Although functional, it is inefficient - the whole stream is initialized from scratch for every repetition, which is very costly.

Context manager interface was exposed to address this issue. Let’s re-write the above example using it:

reps = 10
with ni_strmr.init_stream() as handle:
    for _ in range(reps):
        # ... custom logic before ...
        handle.launch()
        # ... custom logic during ...
        handle.wait_until_finished()
        # ... custom logic after ...

In this example, the stream is only initialized once - when entering the context - and all repetitions reuse it, avoiding the re-init overhead. This is how run(nreps) is actually implemented under the hood for efficient replay, but it does not allow adding custom code there.

Notice that you can even execute some logic during waveform playing - launch starts generation and returns immediately, so you can do something in parallel to streamer playing. Just don’t forget to call wait_until_finished() once your custom logic is done, even if you think the run has already finished.

(2) In-stream looping#

In all examples above we replayed the sequence by re-launching the stream multiple times. Re-launching incurs overhead (not as large as re-initializing from scratch, but noticeable) resulting in a fluctuating time gap between repetitions:

An oscilloscope screenshot showing several consecutive repetitions. There is about 17 ms gap visible between repetitions due to re-launch overhead.

This is why a more advanced way of replaying is available - the in-stream looping feature. It is only exposed through launch(). Here is a minimal example:

with ni_strmr.init_stream() as handle:
    handle.launch(instream_reps=10)  # <-- notice this argument
    handle.wait_until_finished()

In-stream looping is very different from basic re-launching - all instream_reps iterations happen as a single continuous stream. As a result, the gap between subsequent repetitions is minimal and will not fluctuate:

The same oscilloscope screenshot, but now using the in-stream looping instead. There are no visible gaps between repetitions.

However, there are restrictions as compared to re-launching:

  • In-stream looping only works for sufficiently long sequences - a single repetition must exceed chunksize_ms (see launch() docs). In contrast, repetitive re-launching can be used with any sequence duration.

  • Start sync.

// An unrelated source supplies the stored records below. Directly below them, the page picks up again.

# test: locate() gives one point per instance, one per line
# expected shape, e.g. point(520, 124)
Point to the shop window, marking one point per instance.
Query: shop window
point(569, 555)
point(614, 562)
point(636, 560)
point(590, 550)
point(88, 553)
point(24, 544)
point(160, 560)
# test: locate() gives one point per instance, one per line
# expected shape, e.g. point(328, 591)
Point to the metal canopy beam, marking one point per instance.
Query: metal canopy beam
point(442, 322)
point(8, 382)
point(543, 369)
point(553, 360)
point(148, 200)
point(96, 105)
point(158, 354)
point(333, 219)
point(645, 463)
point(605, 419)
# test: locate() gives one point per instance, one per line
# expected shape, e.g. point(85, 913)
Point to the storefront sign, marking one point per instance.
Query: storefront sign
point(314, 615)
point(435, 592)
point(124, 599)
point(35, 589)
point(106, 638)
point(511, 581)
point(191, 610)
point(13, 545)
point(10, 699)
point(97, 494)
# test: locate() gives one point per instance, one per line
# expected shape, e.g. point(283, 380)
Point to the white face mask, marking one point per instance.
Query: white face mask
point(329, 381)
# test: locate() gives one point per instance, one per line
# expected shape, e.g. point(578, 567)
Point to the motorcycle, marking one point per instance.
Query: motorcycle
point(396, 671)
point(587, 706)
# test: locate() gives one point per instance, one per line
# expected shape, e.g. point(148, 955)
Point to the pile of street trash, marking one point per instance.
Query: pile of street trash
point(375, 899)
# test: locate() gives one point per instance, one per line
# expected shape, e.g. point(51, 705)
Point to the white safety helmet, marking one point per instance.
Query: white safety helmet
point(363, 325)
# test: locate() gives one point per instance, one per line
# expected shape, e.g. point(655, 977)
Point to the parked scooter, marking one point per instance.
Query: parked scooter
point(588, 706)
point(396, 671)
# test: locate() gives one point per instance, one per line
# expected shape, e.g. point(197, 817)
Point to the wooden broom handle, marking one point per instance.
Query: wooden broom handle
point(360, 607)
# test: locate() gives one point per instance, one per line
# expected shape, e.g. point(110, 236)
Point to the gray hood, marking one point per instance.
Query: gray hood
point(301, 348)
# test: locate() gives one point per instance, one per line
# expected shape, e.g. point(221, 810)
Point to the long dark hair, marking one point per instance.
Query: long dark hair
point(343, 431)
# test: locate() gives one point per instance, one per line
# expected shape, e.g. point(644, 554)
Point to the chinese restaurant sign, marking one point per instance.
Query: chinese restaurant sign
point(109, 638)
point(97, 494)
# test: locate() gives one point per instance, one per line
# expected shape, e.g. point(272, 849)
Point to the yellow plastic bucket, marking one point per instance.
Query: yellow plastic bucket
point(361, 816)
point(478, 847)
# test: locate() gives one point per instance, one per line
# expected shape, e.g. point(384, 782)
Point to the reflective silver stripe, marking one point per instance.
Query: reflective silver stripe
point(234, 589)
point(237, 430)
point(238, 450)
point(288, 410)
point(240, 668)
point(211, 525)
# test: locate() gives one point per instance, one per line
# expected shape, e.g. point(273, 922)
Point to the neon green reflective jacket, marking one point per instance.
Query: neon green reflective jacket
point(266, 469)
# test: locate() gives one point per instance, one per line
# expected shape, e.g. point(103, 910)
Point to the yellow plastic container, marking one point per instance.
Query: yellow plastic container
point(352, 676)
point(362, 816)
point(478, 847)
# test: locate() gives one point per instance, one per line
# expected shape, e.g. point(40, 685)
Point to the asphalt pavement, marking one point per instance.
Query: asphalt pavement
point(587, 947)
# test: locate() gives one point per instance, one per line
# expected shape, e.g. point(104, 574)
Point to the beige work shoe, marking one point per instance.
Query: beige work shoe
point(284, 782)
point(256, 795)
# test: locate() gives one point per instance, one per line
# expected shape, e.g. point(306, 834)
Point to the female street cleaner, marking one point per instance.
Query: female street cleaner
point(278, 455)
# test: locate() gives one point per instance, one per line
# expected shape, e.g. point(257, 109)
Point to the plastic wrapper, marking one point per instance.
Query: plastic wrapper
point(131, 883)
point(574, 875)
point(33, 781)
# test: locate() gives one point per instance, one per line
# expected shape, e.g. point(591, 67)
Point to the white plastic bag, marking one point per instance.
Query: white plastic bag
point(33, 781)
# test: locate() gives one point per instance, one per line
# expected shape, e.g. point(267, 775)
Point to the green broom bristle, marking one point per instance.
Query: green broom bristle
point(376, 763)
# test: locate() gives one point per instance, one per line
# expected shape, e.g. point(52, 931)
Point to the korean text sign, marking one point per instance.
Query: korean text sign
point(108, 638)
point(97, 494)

You can use an external trigger to launch the in-stream loop, but once started, loop iterations will proceed without waiting. In contrast, each re-launch iteration can wait for a trigger to start.

Once launched, in-stream loop is running in the background, but there are ways to monitor and control it (refer to StreamHandle for full details).

Just like run(nreps), it can be stopped with KeyboardInterrupt and behaves similarly - generation stops after completing the current repetition in progress.

The following example shows how to print progress of a long-running loop with a large instream_reps:

instream_reps = 100

with ni_strmr.init_stream() as handle:
    handle.launch(instream_reps)
    
    while True:
        finished = handle.wait_until_finished(timeout=1)
        print(f'{handle.reps_written_count()} reps written out of {instream_reps}', end='\r')
        if finished:
            break
100 reps written out of 100

Here we are using wait_until_finished() with a finite timeout to periodically poll reps_written_count() until the run is finished.